Between 300 and 500 A.D., the site of the basilica was a Roman cemetery outside the city walls; vestiges of the catacombs and tombs were re-discovered in the 1960s during restoration work on the foundations of the present building. Barcelona’s patron saint, St. Eulalia, was buried here after her martyrdom in approximately 303 A.D. Following the legalization of Christianity, devotion to her grew and her relics were preserved in a succession of churches on the site until they were transferred to the Cathedral.

The first documentary evidence for a church on the site dedicated to St. Mary of the Sea dates from 998 A.D., though when this structure was built and what it looked like remains unknown. What is known is that in 1324, the idea for a new and larger church began to take hold. The cornerstone for the present building was laid on March 25, 1329, the Feast of the Annunciation, by King Alfons the Pious. In an extraordinary effort for its time, combining donations of time and treasure from all of the local guilds, parishioners, the crown, and the diocese, construction proceeded so quickly that the church came into regular use by 1350, and the final stone was laid on November 3, 1383, with the formal dedication mass taking place on the Feast of the Assumption the following year.

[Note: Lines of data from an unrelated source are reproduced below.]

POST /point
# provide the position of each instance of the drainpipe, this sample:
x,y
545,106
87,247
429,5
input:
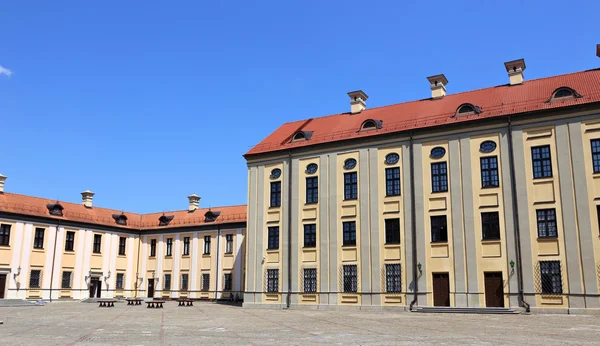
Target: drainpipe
x,y
218,274
289,206
516,218
53,258
413,223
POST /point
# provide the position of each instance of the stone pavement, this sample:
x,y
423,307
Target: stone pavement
x,y
74,323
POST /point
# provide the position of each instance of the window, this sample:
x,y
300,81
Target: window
x,y
205,282
312,190
439,232
551,279
70,241
38,241
169,247
439,177
489,171
122,243
66,280
186,246
184,281
227,282
275,194
393,280
350,278
392,231
392,181
596,155
349,233
4,235
546,219
490,226
310,235
229,243
207,245
119,281
97,243
152,247
310,280
273,238
35,278
542,163
167,284
350,186
272,280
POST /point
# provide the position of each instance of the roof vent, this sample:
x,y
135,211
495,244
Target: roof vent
x,y
194,202
515,70
438,86
86,198
358,101
2,180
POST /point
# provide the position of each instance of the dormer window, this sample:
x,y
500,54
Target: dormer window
x,y
211,216
371,125
563,93
302,136
55,209
120,219
165,220
468,109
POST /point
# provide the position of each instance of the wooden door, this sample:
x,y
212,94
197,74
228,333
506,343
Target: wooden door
x,y
150,288
2,285
494,290
441,289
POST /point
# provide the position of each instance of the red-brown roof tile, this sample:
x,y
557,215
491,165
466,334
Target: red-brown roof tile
x,y
494,102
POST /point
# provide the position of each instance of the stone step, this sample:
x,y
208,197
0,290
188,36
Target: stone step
x,y
465,310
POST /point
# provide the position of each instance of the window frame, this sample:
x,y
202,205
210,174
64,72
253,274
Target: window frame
x,y
543,162
38,241
439,180
312,190
442,228
490,221
350,186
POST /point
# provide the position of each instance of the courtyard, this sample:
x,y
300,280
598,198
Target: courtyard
x,y
206,323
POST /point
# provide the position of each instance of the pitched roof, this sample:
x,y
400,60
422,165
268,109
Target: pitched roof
x,y
496,101
35,206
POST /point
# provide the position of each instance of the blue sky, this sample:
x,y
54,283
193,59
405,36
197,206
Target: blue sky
x,y
145,102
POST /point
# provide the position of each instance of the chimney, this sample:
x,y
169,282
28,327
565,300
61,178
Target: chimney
x,y
194,202
438,86
2,180
515,70
358,101
86,198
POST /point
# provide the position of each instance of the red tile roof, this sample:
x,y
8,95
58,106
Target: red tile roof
x,y
35,206
494,102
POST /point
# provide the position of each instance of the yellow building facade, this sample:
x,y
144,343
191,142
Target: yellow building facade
x,y
60,250
486,198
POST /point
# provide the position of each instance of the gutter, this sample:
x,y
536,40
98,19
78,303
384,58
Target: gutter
x,y
413,217
516,218
289,207
54,257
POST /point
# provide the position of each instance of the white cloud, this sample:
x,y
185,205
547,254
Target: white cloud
x,y
5,71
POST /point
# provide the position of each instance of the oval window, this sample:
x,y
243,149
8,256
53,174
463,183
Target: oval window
x,y
392,158
276,173
487,146
312,168
350,163
438,152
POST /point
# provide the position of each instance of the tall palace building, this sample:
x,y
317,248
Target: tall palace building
x,y
486,198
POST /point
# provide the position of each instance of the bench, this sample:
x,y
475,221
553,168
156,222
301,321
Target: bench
x,y
134,301
185,302
155,304
108,303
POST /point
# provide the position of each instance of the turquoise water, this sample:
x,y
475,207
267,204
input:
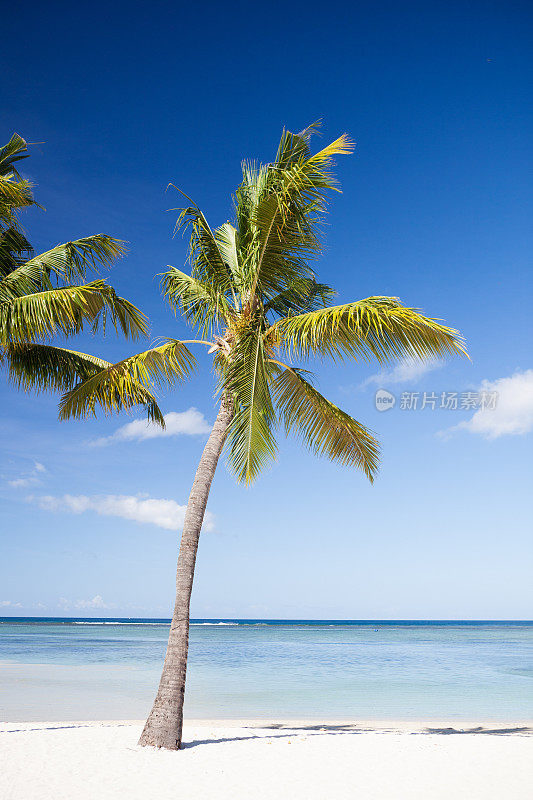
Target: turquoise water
x,y
104,669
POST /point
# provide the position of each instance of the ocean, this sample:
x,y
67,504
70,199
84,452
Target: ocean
x,y
76,668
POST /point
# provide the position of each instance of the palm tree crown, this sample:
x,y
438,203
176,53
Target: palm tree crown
x,y
47,295
255,301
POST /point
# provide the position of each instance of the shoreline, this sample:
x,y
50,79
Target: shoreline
x,y
251,761
441,725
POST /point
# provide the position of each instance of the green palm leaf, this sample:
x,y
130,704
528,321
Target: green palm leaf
x,y
205,257
72,260
325,428
13,151
126,384
379,327
250,440
42,315
200,303
42,368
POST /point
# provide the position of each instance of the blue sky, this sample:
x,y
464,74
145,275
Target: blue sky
x,y
124,98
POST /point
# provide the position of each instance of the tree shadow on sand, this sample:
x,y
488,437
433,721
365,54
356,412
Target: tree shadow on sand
x,y
350,729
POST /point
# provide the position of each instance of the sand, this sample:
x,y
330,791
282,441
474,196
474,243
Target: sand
x,y
243,761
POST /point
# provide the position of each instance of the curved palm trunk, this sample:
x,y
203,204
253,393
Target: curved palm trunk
x,y
164,725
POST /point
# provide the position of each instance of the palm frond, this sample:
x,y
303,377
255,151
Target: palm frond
x,y
285,216
325,428
13,195
72,260
250,441
379,327
13,151
14,249
207,264
200,303
65,310
126,384
27,278
227,240
304,295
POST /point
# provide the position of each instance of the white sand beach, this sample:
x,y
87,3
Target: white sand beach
x,y
256,761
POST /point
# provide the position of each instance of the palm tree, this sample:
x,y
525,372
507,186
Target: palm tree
x,y
256,304
42,296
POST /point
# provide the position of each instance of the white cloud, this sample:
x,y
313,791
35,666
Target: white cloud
x,y
19,483
177,423
31,478
513,412
408,370
96,602
164,513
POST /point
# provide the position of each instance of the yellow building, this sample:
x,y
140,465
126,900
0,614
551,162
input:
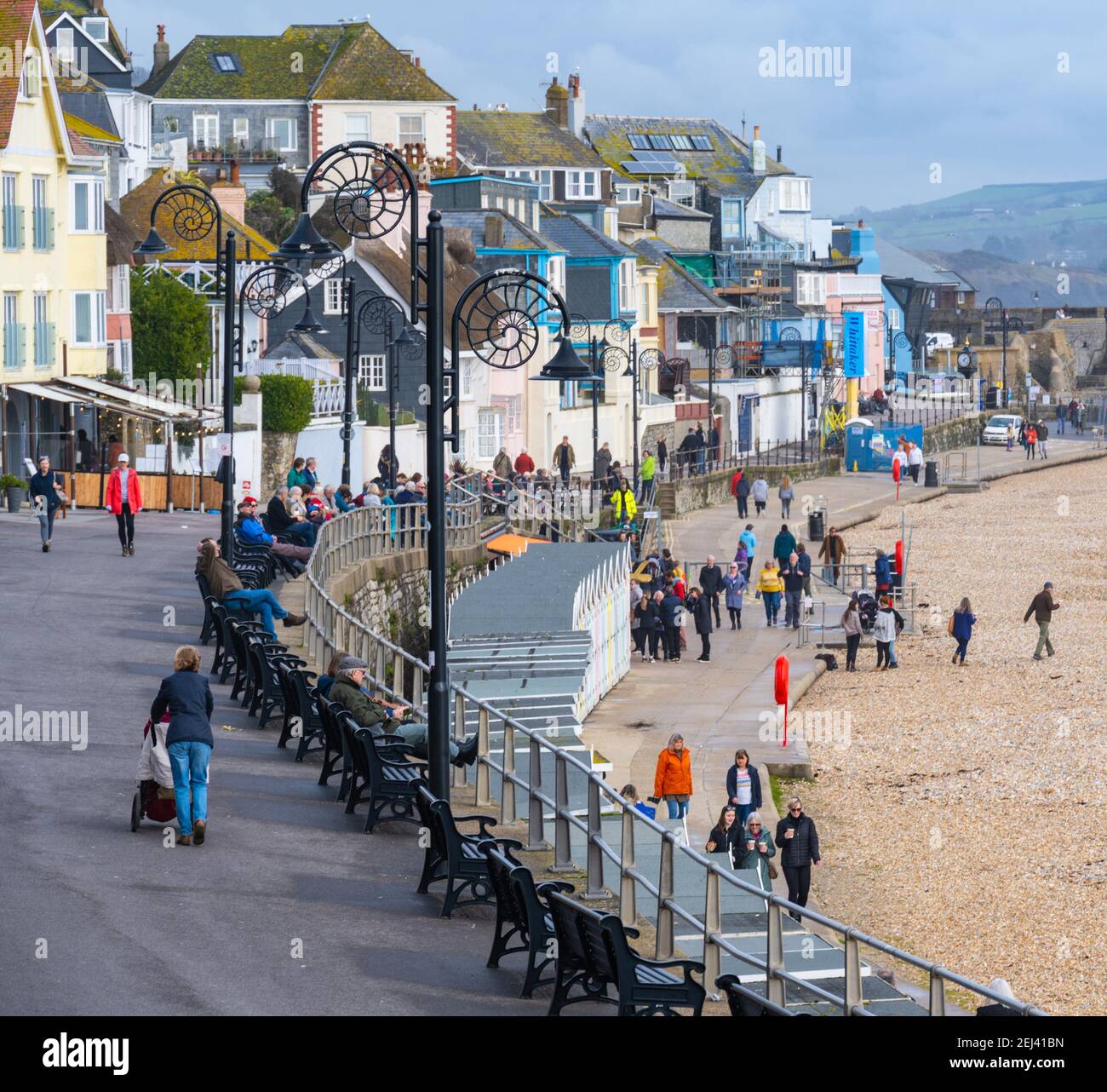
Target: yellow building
x,y
54,272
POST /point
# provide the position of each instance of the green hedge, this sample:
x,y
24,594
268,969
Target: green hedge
x,y
286,402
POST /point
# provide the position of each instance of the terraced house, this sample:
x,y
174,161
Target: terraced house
x,y
269,100
54,273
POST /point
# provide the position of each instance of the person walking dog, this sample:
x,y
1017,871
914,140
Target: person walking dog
x,y
124,501
187,697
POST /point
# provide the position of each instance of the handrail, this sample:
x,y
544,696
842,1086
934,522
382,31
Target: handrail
x,y
331,626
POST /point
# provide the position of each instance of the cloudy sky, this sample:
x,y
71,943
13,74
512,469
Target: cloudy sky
x,y
973,85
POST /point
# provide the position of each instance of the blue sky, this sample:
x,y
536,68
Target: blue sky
x,y
972,85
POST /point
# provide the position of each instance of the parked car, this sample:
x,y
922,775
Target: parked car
x,y
995,431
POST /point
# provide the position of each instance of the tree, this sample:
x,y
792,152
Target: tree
x,y
169,330
268,216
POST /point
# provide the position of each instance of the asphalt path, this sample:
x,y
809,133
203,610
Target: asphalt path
x,y
98,921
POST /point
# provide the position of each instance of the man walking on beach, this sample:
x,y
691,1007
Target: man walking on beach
x,y
1041,607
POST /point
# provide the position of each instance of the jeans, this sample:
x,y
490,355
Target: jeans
x,y
261,601
125,524
188,761
852,641
47,523
800,884
1043,639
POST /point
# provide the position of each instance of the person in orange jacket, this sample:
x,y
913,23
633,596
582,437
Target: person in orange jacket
x,y
123,500
674,779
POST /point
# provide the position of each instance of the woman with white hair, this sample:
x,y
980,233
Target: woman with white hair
x,y
754,849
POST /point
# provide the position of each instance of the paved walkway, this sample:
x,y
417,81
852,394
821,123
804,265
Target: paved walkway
x,y
135,927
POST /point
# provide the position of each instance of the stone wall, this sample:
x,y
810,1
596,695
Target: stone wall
x,y
703,491
392,594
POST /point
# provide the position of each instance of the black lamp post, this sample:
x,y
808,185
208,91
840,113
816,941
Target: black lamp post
x,y
196,214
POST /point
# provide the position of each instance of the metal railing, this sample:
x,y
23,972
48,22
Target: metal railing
x,y
331,627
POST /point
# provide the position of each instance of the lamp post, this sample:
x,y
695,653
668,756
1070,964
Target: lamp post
x,y
194,215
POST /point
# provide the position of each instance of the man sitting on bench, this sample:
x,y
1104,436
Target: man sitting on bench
x,y
283,523
251,531
228,589
376,716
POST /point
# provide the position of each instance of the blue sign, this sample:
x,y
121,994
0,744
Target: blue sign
x,y
852,345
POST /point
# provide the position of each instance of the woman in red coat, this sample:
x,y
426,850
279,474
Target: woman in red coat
x,y
124,501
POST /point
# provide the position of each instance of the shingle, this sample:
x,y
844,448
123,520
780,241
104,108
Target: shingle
x,y
510,139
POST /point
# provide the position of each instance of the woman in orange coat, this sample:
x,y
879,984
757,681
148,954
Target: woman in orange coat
x,y
674,779
123,498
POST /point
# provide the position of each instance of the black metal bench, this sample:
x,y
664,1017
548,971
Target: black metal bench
x,y
521,916
453,856
594,952
748,1003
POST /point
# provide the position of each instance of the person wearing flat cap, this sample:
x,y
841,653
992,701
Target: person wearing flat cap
x,y
372,715
123,498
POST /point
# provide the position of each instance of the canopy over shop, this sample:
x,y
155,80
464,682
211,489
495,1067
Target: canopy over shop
x,y
83,423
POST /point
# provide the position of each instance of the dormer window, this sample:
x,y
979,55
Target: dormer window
x,y
96,29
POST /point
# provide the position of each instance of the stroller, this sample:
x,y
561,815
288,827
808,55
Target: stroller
x,y
154,799
867,608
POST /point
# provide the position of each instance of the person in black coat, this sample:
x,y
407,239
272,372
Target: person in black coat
x,y
188,741
711,583
701,613
798,842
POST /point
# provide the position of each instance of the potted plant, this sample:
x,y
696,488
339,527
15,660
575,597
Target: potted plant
x,y
14,490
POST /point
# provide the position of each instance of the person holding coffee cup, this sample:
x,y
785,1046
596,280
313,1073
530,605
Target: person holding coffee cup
x,y
754,849
800,849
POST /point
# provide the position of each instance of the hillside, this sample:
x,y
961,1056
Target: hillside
x,y
1039,221
1017,281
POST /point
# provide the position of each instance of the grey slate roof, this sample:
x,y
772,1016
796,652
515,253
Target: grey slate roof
x,y
531,595
678,290
516,233
578,239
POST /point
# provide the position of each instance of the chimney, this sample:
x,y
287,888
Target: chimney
x,y
757,152
161,51
557,104
576,106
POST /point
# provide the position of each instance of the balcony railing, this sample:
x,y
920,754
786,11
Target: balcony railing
x,y
14,345
43,227
43,345
14,228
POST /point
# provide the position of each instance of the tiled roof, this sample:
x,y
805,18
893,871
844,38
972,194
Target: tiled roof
x,y
678,290
366,66
516,233
14,30
136,205
726,169
266,63
344,62
508,139
578,239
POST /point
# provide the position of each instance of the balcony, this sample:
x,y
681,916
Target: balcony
x,y
43,228
43,345
14,345
14,229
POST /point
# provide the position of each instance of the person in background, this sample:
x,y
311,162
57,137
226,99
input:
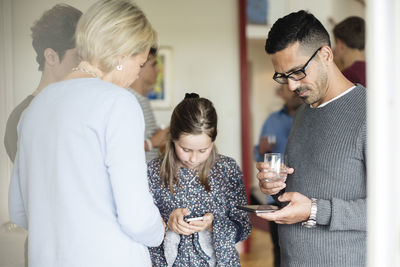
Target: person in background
x,y
79,182
323,217
54,44
277,124
155,137
192,180
350,48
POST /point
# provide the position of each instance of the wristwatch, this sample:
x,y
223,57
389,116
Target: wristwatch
x,y
312,221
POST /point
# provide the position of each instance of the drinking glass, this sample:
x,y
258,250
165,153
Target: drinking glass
x,y
271,138
276,166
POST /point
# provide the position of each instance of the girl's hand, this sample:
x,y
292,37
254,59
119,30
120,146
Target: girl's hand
x,y
177,224
205,224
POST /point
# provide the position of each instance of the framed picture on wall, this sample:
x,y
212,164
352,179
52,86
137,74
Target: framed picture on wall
x,y
161,94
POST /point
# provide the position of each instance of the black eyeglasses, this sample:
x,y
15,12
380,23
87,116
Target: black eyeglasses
x,y
295,75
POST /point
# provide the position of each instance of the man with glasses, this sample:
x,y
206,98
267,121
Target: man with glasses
x,y
323,217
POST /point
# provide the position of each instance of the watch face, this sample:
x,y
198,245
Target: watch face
x,y
309,224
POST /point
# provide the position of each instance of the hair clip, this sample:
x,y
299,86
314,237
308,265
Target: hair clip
x,y
191,95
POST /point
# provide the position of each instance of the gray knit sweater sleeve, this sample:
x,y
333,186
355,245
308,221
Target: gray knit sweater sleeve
x,y
327,149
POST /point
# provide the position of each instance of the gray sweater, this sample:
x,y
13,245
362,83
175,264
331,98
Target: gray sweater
x,y
327,149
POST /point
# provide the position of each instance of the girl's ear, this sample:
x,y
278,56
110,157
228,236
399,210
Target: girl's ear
x,y
51,57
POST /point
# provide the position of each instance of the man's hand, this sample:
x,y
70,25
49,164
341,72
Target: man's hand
x,y
269,188
298,209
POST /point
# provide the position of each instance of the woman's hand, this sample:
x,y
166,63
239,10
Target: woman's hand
x,y
177,223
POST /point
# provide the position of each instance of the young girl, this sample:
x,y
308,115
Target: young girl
x,y
191,180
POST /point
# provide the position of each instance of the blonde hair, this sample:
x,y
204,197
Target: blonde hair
x,y
192,116
113,28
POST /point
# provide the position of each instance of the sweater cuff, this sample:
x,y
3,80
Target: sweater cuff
x,y
324,210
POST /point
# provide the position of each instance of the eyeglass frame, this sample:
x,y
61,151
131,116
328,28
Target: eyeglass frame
x,y
288,76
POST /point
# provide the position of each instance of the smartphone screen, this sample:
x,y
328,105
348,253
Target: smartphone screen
x,y
258,208
194,219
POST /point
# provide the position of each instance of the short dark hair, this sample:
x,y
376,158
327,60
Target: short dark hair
x,y
352,32
56,30
300,27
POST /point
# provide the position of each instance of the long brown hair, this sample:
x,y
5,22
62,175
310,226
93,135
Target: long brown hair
x,y
193,115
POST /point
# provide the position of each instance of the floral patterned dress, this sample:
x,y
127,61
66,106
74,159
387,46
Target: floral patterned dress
x,y
230,225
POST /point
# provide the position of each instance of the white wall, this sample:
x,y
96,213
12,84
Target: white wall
x,y
203,36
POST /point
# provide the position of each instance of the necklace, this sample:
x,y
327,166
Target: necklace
x,y
85,70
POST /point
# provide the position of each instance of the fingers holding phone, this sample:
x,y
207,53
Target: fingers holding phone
x,y
202,223
177,223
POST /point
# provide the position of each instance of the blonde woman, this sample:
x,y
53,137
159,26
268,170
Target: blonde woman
x,y
79,184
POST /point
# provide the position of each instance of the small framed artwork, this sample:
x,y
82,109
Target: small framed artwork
x,y
161,94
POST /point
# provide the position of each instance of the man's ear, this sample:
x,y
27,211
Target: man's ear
x,y
326,54
51,57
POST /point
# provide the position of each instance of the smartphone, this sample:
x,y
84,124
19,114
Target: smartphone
x,y
258,208
194,219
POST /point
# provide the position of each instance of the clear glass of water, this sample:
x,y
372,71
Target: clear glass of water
x,y
277,167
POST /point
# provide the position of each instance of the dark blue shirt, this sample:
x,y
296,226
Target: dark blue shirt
x,y
278,124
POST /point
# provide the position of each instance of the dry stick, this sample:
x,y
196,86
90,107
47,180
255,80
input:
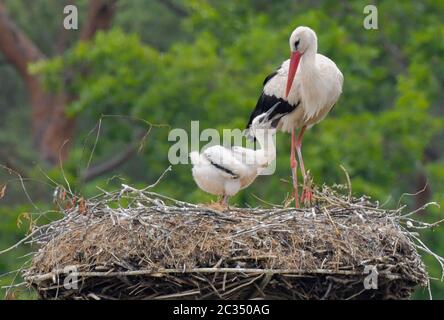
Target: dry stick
x,y
348,183
162,272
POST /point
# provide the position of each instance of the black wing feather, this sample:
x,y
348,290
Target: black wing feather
x,y
266,102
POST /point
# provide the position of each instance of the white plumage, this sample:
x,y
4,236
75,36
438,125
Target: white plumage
x,y
224,171
308,86
317,83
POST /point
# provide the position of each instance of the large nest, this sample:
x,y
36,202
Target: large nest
x,y
136,244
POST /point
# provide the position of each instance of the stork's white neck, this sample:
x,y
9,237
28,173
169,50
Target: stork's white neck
x,y
308,60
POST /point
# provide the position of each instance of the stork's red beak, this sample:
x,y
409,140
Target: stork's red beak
x,y
294,62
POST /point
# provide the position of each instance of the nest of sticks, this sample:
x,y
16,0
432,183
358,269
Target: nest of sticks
x,y
137,244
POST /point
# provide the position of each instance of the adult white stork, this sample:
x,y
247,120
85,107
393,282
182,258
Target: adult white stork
x,y
307,85
224,171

Because of the comparatively rapid time frame in which it was built, and because the 14th century marked the height of Barcelona’s empire, wealth, and artistic achievement during the Middle Ages, there is a remarkable architectural unity in the completed building. Most large Gothic churches throughout Europe took centuries to build, and often ended up in a hodgepodge of different styles. Because it only took 54 years to build Santa Maria del Mar, the end result is wonderfully harmonious, strongly influenced by the clean-lined, geometric Cistercian Gothic popular in France and in Northern Spain during this period.

What most strikes visitors upon entering the building is the vast and austere interior space, beautifully lit by clerestory windows and supported only by slender octagonal columns; it is universally regarded as a marvel of engineering. Part of the reason for the cleanliness of the interior is that the church was burned, like many others, by the Leftists during the Spanish Civil War in 1936. The fire destroyed many of the altarpieces and statuary that had been placed in the church over the centuries, particularly during the Baroque and Neo-Gothic periods in the 18th and 19th centuries. The end result was, ironically enough, that Santa Maria del Mar emerged from the ashes more beautiful than she had been in years, stripped of well-intentioned but tacky frills and do-dads that did not suit her.